A. During the time between Pentecost and the destruction of the Temple Israel existed but received no favor from God.

For example, each Yom Kippur when they brought the goat to be sacrificed for the sins of the people, they tied a scarlet ribbon from the horn of the goat to the door of the temple. Before taking the goat into the wilderness to be killed they snipped the ribbon leaving part on the temple and part on the goat’s horn. Each year as the goat died the ribbon on the temple door turned from red to white in fulfillment of Isaiah 1:18

Come now, and let us reason together, saith the LORD: though your sins be as scarlet, they shall be as white as snow.

This was the confirmation that their sins had been set aside. In the 38 years between the cross and the Temple’s destruction the ribbon never turned white.

Also during that time the 7th lamp on the menorah would not stay lit and the door of the Temple would not stay closed. Seven is the number of divine completion and six is the number of man, incomplete without God. So when the lamp would not stay lit, it was a signal that God was no longer with them. The door not staying shut was a sign that the Temple would soon be burned as foretold in Zech. 11:1.

“Open your doors, O Lebanon, so that fire may devour your cedars!”
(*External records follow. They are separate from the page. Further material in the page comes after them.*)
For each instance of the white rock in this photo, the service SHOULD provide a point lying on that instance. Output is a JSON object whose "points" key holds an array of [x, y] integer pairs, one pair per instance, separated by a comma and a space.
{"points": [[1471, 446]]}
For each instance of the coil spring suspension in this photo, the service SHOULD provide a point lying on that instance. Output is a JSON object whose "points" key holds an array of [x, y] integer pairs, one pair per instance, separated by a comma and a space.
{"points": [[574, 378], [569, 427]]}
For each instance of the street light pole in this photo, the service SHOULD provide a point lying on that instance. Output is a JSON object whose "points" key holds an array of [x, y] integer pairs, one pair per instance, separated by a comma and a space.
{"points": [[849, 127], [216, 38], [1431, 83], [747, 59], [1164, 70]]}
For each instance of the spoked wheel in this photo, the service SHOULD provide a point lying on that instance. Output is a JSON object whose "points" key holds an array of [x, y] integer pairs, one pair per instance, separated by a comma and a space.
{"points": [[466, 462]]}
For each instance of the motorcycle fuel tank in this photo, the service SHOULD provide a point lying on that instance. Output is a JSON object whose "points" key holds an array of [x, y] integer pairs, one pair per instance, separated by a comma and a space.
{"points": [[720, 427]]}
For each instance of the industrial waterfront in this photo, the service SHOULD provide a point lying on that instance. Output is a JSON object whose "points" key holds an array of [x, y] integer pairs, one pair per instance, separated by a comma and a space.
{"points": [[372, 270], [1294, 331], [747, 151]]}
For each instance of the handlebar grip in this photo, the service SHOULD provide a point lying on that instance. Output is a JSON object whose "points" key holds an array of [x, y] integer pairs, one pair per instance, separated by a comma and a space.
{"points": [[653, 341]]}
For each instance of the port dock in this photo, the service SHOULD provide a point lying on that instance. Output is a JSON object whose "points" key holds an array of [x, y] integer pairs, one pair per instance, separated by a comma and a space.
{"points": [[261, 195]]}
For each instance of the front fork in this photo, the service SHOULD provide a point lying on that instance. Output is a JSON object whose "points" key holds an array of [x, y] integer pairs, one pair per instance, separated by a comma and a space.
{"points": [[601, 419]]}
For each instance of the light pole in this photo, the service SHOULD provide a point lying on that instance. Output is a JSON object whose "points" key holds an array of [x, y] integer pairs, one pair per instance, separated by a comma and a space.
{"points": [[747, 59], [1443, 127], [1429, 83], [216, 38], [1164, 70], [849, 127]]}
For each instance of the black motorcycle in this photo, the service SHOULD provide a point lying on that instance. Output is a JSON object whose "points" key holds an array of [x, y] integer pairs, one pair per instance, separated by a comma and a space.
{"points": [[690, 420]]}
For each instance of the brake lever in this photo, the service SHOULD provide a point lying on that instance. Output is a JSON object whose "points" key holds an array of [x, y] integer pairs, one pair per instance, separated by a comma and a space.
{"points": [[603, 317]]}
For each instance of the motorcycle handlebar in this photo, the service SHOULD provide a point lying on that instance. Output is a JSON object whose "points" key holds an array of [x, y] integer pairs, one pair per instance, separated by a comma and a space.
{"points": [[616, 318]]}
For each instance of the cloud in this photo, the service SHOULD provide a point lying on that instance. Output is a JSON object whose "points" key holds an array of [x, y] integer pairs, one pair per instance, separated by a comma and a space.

All the wood work in the Temple including the doors was made of cedar from Lebanon. The delay between the Lord’s death and the Temple’s destruction was to give the people one last chance to accept the Messiah and be saved, and many did. But in God’s view, Israel had ceased to exist as of Matt. 23:38-39.

Look, your house is left to you desolate. For I tell you, you will not see me again until you say, ‘Blessed is he who comes in the name of the Lord.'”

The same holds true in our time. Israel exists but is not in covenant with God, giving the gentiles one last chance to be born again. Before Israel renews the covenant following the Battle of Ezekiel 38 the church will have to disappear.